Regularized joint water–fat separation with B(0) map estimation in image space for 2D‐navigated interleaved EPI based diffusion MRI

PURPOSE: To develop a new water–fat separation and B(0) estimation algorithm to effectively suppress the multiple resonances of fat signal in EPI. This is especially relevant for DWI where fat is often a confounding factor. METHODS: Water–fat separation based on chemical‐shift encoding enables robust fat suppression in routine MRI. However, for EPI the different chemical‐shift displacements of the multiple fat resonances along the phase‐encoding direction can be problematic for conventional separation algorithms. This work proposes a suitable model approximation for EPI under B(0) and fat off‐resonance effects, providing a feasible multi‐peak water–fat separation algorithm. Simulations were performed to validate the algorithm. In vivo validation was performed in 6 volunteers, acquiring spin‐echo EPI images in the leg (B(0) homogeneous) and head‐neck (B(0) inhomogeneous) regions, using a TE‐shifted interleaved EPI sequence with/without diffusion sensitization. The results are numerically and statistically compared with voxel‐independent water–fat separation and fat saturation techniques to demonstrate the performance of the proposed algorithm.
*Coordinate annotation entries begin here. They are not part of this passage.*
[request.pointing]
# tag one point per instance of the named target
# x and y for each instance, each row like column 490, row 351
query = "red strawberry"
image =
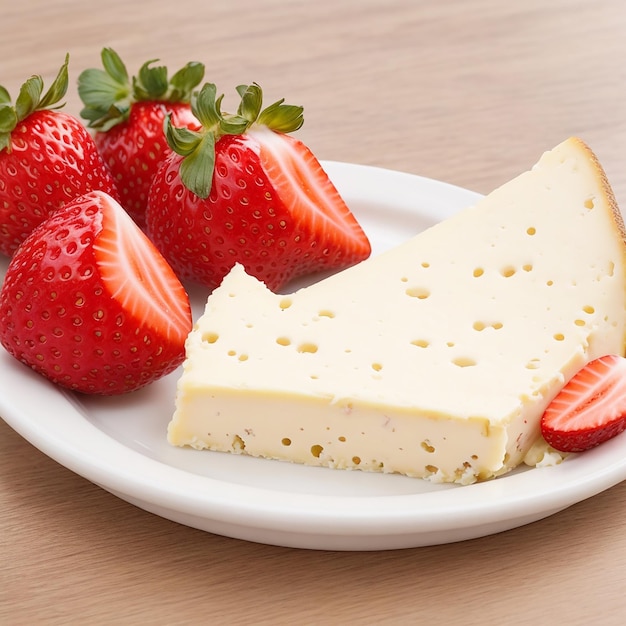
column 90, row 303
column 241, row 190
column 128, row 117
column 47, row 158
column 590, row 409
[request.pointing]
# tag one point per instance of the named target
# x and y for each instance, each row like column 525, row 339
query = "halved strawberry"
column 240, row 190
column 128, row 115
column 591, row 407
column 90, row 303
column 47, row 158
RESULTS: The reference separation algorithm without the proposed spatial shift correction caused water–fat ambiguities in simulations and in vivo experiments. Some spectrally selective fat saturation approaches also failed to suppress fat in regions with severe B(0) inhomogeneities. The proposed algorithm was able to achieve improved fat suppression for DWI data and ADC maps in the head–neck and leg regions. CONCLUSION: The proposed algorithm shows improved suppression of the multi‐peak fat components in multi‐shot interleaved EPI applications compared to the conventional fat saturation approaches and separation algorithms.